Irisi felt scoured inside and out, as if she’d been turned inside out, as everything she’d known and much she hadn’t swept through her and from her, leaving her empty before knowledge flooded back into her, an enormous rush of it. It burned through her, searing, incredible… Faces. Dozens of them. Priestesses and Priests. Generations of knowledge, of spells and skill…

Opening her eyes, she looked down into Banafrit’s serene face. Banafrit’s dark eyes closed as the last of her life fled her.

Shock and grief rocked Irisi.

Exhausted, stunned, clutching Banafrit in her arms, Irisi looked out over the battered encampment.

Bodies were strewn everywhere. The wounded cried out softly and then with greater force as their pain penetrated. Horses wandered loose, trailing reins and the scraps of their chariots. Some of the soldiers stood in bewilderment, looking around in evident confusion and relief at the sudden withdrawal of their foe.

Irisi felt much the same.

To her relief she saw Kahotep get to his feet by his tent, Emu beside him watching warily as Djeserit reappeared from the shadows.
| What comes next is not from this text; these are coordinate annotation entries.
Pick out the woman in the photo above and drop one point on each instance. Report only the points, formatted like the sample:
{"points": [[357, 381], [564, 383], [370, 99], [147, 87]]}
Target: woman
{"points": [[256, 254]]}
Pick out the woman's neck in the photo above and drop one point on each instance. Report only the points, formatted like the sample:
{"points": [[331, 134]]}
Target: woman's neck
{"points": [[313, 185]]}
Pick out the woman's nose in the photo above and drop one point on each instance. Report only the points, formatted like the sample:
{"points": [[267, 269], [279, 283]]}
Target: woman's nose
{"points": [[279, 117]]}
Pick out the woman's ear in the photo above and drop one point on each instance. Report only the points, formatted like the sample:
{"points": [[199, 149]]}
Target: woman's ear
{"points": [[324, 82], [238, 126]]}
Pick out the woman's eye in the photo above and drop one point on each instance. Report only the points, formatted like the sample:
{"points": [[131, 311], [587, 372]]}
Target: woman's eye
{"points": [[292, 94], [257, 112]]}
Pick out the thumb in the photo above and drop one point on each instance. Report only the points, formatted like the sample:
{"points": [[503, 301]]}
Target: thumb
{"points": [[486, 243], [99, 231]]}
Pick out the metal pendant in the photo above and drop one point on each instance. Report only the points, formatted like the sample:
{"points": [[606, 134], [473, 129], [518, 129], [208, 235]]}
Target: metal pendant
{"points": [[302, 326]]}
By the command tent chaos reigned with no one to give orders.

Khai. Irisi’s heart wrenched with fear.

Where was he? Or Baraka? She’d seen Akhom fall. Who now would command the armies?

She was nearly sick with fear and grief at the thought of another loss, her gaze searching the battlefield for a familiar form even as she rocked Banafrit in her arms.

A solitary figure stepped through the smoke and the shadows, making his way across the encampment. His waving black hair streamed down to his shoulders, his dark eyes were tinged with gold and he had a young lion at his heel.

Khai.

Irisi’s heart beat again. She very nearly wept.

She saw that he, too, looked around incredulously, as if trying to believe that, for the moment, it was over and he was alive.

Resolutely, Khai walked toward the tents situated on the rise. He had to know…

Then he saw her, Irisi’s golden hair a beacon in the silvery light, even as she saw him... His heart eased, the relief immense.